About 5 percent of domestic violence and child abuse cases meet the guidelines for federal prosecution, said Tuba City Police District Criminal Investigator Greg Secatero, who has been working with the FBI to gather data on the Navajo Reservation's domestic violence and child abuse cases.
Secatero said he and MacDonald Rominger, supervisor of the FBI's Gallup office, expect to submit their findings to the U.S. Justice Department in about a month.
Rominger said the federal government recently established a law aimed at repeat offenders. Similar to other "three strikes" laws, the statute enables federal prosecution of individuals who have two prior convictions for domestic violence in tribal courts.
A third-time offender can now be charged as a habitual offender, a felony, and face up to five years in prison, he explained, adding that two people, both from Arizona, have been charged and convicted under the statute.
He said the goal of federal and tribal authorities is to work with tribal criminal investigators and prosecutors across the Navajo Reservation "to ferret out" individuals repeatedly arrested for battery related to domestic violence and charge them in federal court.
U.S. District Courts in Utah have already ruled that prior tribal convictions count towards the prosecution of tribal members as federal habitual domestic violence offenders, Rominger said.
Secatero noted that the Navajo Nation has no domestic violence criminal code, which makes it harder to prosecute someone as a habitual domestic violence offender.

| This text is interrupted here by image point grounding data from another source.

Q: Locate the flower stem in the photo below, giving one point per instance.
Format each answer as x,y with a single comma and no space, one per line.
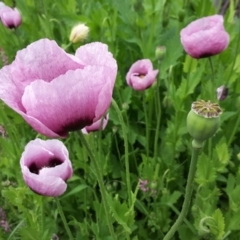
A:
158,107
188,194
64,219
100,182
213,93
126,150
234,130
146,124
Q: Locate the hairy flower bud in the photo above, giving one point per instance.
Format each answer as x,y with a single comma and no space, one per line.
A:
160,52
79,33
203,121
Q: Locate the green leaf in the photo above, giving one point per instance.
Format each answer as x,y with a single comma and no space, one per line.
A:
218,229
121,213
75,190
223,156
206,172
190,64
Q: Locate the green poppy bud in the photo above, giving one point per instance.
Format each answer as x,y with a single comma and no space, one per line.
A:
181,15
203,121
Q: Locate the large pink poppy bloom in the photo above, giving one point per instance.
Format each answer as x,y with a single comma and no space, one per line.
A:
141,75
46,167
205,37
10,18
98,125
56,92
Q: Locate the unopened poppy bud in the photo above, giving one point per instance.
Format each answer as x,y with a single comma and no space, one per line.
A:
222,92
79,33
181,15
203,121
160,52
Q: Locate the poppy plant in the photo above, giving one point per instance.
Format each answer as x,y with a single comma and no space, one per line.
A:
46,167
11,18
141,75
205,37
56,92
98,125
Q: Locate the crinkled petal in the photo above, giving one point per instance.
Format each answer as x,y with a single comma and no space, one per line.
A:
49,180
96,53
44,185
82,101
100,124
43,59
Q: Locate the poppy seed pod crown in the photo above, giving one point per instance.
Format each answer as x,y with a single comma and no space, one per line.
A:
203,121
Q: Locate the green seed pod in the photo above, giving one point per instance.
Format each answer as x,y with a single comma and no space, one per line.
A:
160,52
181,15
203,121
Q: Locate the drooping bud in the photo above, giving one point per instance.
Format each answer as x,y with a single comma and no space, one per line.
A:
79,33
203,121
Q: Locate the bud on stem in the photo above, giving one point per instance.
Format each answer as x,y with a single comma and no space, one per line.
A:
203,121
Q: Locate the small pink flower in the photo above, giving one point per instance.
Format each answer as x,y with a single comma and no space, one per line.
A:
141,75
46,166
205,37
56,92
10,18
100,124
222,92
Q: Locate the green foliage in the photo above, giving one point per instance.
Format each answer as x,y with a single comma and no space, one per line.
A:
132,29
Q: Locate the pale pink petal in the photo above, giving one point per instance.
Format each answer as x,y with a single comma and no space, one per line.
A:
77,108
141,75
11,19
140,84
45,167
44,185
141,67
205,37
96,53
43,59
100,124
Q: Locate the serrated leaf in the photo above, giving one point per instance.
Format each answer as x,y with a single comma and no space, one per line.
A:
174,197
218,229
121,213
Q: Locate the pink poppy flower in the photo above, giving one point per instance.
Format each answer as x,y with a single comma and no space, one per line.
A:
45,167
10,18
205,37
141,75
100,124
56,92
222,93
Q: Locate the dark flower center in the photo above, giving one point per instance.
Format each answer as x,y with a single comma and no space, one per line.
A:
139,75
33,168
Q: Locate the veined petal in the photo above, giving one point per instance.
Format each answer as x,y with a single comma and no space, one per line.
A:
83,100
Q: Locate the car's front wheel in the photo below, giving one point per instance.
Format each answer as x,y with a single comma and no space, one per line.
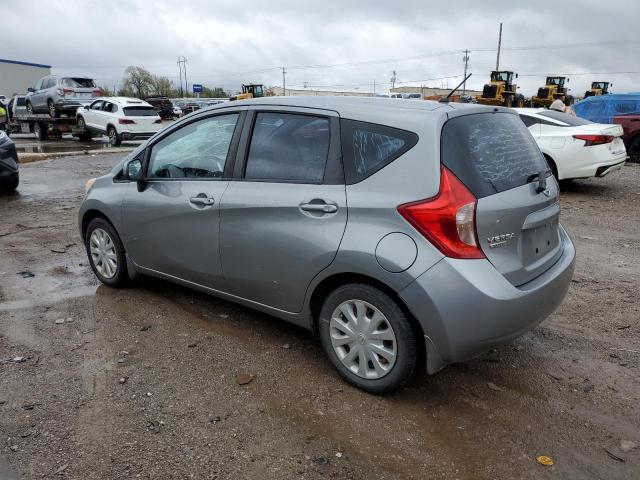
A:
368,338
114,138
106,253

It has also hampered efforts to gather data on domestic violence here, he said.
Navajo Nation Chief Prosecutor Bernadine Martin, who presented a report on extradition at the meeting, recounted the history of efforts to make domestic violence a crime under tribal law.
Martin recalled that she, other prosecutors, representatives from the tribal social services division, and "whoever else was interested" met and drafted legislation to include domestic violence in the code.
It's "very comprehensive" and even addresses spousal rape - when one married partner forces the other into sex, she said.
Martin said the proposed domestic violence criminal code was on the agenda for consideration by the last Navajo Nation Council at its final meeting, but then the Council lost its quorum, ending the opportunity to act on it.
The bill is headed to the new Council now, she said, and she hopes they pass it.
Criminalizing domestic violence on the reservation would make it easier to track the offenders and prosecute them under the federal repeat offender law, which would protect the victims, who are primarily women, Martin said.
Rominger said that until the Council approves the change, tribal police should charge domestic violence offenders with aggravated assault.
Secatero noted, however, that their data review found that many aggravated assault cases are dismissed.
Sombrero reported that tribal police responded to 452 calls about aggravated assault in 2010 but that for unknown reasons, only 28 were referred to criminal investigations for eventual prosecution.
Of 334 forcible rape calls, only 43 went to the criminal investigators, he said.
Sombrero said he plans to look into those cases to determine why the referral rate is so low.
Rominger added that in their review of domestic violence cases on and off the reservation, he noticed that states often fail to ask for the extradition of tribal members facing state domestic violence charges.
The states can't prosecute these offenders if they don't extradite them from tribal land, which retards the overall effort to put repeat offenders where they can't do more harm, he said.
Rominger urged state and county prosecutors to be "vigilant" in prosecuting misdemeanor domestic violence cases, as do tribal prosecutors.
Secatero added that the domestic violence data collected so far also showed that Navajo Nation police lack a protocol - a set of guidelines - for handling domestic violence cases. Having a protocol would "streamline" the identification and prosecution of these cases, and ensure victims get the follow-up help they need, he said.